7) Welke sectoren krijgen prioriteit in het cyberdefensieproject en welke actoren houden zich met welke sector bezig?

8) Welke inspanningen kan de regering doen om ons land minder kwetsbaar te maken? Wordt werk gemaakt van een gecoördineerde federale cyberstrategie?

9) Welke rol speelt het Ministerieel Comité Inlichtingen en Veiligheid bij de coördinatie van de rol van de inlichtingendiensten in het cyberdefensieproject?

10) Het Comité I maakt zich zorgen om het personeelsbeleid van de inlichtingendiensten en het gebrek aan fondsen om gekwalificeerde personeelsleden te rekruteren. Wordt het departement Justitie ook met dit probleem geconfronteerd?

11) Deelt het departement van de minister de bekommernis dat er meer slagkracht moet zijn om cyberaanvallen te kunnen neutraliseren, in plaats van slechts achteraf defensief kunnen reageren?

12) Hoeveel maal zijn via een cyberaanval documenten van de FOD Justitie gestolen? Wanneer was dit, om welke documenten gaat het en wat is de gevoeligheid van de gestolen informatie? Welke maatregelen werden genomen?

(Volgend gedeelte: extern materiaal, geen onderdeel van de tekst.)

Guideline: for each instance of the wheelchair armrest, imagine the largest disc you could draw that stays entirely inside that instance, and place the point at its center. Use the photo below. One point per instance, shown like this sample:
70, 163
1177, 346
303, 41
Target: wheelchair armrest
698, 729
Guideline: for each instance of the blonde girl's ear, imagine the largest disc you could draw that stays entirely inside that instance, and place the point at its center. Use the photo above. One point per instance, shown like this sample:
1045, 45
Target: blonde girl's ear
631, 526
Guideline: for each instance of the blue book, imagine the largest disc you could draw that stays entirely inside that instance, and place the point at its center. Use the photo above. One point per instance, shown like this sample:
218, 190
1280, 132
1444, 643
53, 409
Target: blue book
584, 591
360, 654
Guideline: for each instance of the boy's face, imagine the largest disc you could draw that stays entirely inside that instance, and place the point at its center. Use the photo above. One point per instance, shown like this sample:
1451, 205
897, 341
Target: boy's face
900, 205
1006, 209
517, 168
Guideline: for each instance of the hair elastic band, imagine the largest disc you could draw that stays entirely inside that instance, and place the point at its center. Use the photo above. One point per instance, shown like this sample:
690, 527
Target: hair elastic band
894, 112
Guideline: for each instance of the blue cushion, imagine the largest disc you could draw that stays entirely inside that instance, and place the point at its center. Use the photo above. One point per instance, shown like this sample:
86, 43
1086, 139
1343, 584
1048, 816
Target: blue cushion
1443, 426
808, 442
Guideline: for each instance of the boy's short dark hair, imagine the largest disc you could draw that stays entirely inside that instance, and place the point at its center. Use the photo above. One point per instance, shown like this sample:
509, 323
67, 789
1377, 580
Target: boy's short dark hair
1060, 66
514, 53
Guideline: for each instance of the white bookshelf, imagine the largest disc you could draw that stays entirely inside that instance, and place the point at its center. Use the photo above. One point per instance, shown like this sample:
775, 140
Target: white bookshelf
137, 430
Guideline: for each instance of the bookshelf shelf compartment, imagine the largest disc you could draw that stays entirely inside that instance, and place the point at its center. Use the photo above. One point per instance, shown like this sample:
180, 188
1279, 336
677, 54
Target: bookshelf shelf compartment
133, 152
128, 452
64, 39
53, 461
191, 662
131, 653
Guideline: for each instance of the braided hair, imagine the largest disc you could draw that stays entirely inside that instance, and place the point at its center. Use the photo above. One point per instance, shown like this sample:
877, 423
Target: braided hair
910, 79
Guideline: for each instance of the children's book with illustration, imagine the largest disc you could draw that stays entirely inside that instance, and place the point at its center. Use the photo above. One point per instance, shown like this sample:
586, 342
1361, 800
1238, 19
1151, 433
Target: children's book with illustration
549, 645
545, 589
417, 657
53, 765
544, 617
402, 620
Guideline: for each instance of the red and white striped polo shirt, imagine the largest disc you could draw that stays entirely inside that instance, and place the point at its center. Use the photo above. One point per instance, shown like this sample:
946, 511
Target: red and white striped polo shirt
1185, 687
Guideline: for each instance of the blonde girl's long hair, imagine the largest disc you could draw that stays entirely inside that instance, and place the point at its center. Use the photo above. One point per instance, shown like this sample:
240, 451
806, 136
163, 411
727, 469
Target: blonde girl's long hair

13) Welke infrastructuren worden door de FOD Justitie als kritiek en gevoelig geïdentificeerd en krijgen prioriteit in cyberdefensie?

14) Hoe verloopt met de samenwerking met de CERT's van Nederland en het Groothertogdom Luxemburg in het samenwerkingsverband van het Honeyspider Network? Hoelang zal dit project duren en welke kosten hangen eraan vast? Hoeveel mensen worden op het project gezet? Wordt de samenwerking geleid vanuit de FOD Justitie of van de FOD bevoegd voor het CERT?